There seems to be something of a pattern in damages to buildings. Quite remarkably, the older buildings—not just in the capital but Rajkot, Jamnagar and Anand—are quite intact. What have come crashing down are relatively new multi-storeyed buildings, much advertised but mostly constructed with scant regard for building laws. In badly-hit Ahmedabad, the maximum damage has been caused in Satellite, Ambavadi and Maninagar areas—colonies with the largest number of high-rises. Says Chirag Patel, a member of the Institute of Engineers: "Though it is still early days, I can safely say that our architectural paradigms need a relook. The modern trend of skyscrapers suit everyone but are they safe, particularly in areas described as 'tectonically resurgent'?"

And multi-storeyed buildings are not the only ones affected. In Ahmedabad alone, some historic structures like the 15th century marvel, Jhoomtey Minar (Shaking Minarets) collapsed. According to one early estimate drawn up by the state government, several crucial bridges in the state connecting districts have been damaged beyond repair.

What could be the other fallout is the damage to the Narmada Dam. State government authorities say reports of damage to the dam are untrue. "We have received no information of this kind," says state spokesman Parmar. The other scare: what would happen to the big corporate units in Gujarat, in one of the country's most advanced industrial states?
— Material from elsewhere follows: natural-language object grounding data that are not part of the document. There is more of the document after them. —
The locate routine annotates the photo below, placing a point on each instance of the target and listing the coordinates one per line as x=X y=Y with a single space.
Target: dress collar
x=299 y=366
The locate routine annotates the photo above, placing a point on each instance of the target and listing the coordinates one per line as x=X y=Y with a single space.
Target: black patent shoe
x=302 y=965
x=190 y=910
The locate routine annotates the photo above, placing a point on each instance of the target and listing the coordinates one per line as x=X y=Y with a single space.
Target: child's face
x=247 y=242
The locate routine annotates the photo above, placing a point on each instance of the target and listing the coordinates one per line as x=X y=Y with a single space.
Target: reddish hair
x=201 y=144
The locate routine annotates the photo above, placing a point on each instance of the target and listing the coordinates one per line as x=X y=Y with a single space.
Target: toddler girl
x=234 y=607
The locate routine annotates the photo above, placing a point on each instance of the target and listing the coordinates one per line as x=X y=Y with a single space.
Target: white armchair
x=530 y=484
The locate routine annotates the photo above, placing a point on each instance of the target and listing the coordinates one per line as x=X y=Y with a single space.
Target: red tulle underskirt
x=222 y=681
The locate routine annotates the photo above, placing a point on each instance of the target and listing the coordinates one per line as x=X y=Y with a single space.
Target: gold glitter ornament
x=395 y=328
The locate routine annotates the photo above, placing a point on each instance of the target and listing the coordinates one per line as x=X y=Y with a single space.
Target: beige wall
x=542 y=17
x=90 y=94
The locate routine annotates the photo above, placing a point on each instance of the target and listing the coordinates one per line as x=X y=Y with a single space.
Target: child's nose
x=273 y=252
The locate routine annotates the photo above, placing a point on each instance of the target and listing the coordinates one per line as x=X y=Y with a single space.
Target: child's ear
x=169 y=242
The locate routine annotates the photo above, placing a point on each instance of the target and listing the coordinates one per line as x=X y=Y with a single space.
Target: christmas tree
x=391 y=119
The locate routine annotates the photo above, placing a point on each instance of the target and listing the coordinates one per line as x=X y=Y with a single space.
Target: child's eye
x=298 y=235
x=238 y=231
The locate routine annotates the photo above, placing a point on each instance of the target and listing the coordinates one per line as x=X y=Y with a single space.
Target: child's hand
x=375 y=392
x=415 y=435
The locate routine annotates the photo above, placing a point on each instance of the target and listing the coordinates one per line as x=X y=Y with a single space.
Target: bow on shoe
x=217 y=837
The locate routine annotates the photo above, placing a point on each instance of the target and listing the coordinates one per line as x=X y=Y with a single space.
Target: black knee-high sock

Reliance Industries spokesman Yogesh Desai says their refinery complexes in Jamnagar and Hazira are safe but the possibility of other plants located near Bhuj, belonging to the Tatas and Essar, being hit remained a possibility. Defence officials played down reports that the airbases at Bhuj and Nalia had been damaged.

The current earthquake has brought back memories of the last time that such an occurrence took place. More than 700 people were estimated killed in Kutch in 1956. Experts now recall the prophetic words of Prof R.V. Karanth of Baroda's MS University when he emphasised last year that the factors which trigger off quakes in the Himalayan region are also present in the Kutch region. Sadly, no precautionary measures were undertaken.